The book creates a new language, what the authors call a pattern language derived from timeless entities called patterns. As they write on page xxxv of the introduction, "All 253 patterns together form a language." Patterns describe a problem and then offer a solution. In doing so the authors intend to give ordinary people, not only professionals, a way to work with their neighbors to improve a town or neighborhood, design a house for themselves or work with colleagues to design an office, workshop or public building such as a school.
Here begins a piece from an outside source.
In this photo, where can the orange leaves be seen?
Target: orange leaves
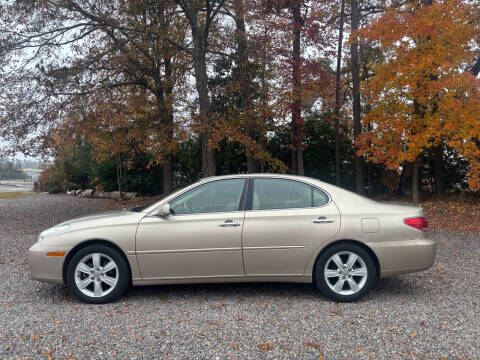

Written in the 1970s at the University of California, Berkeley, A Pattern Language was influenced by the then-emerging language to describe computer programming and design. "A pattern language has the structure of a network," the authors write on page xviii. Thus, each pattern may have a statement that is referenced to another pattern by placing that pattern's number in brackets, for example: (12) means go to the Community of 7,000 pattern. In this way, it is structured as a hypertext, a form related to generative grammars.

It includes 253 patterns such as Community of 7000 (Pattern 12) given a treatment over several pages; page 71 states: "Individuals have no effective voice in any community of more than 5,000–10,000 persons." It is written as a set of problems and documented solutions.

According to Alexander & team, the work originated from an observation that

At the core […] is the idea that people should design for themselves their own houses, streets and communities. This idea […] comes simply from the observation that most of the wonderful places of the world were not made by architects but by the people.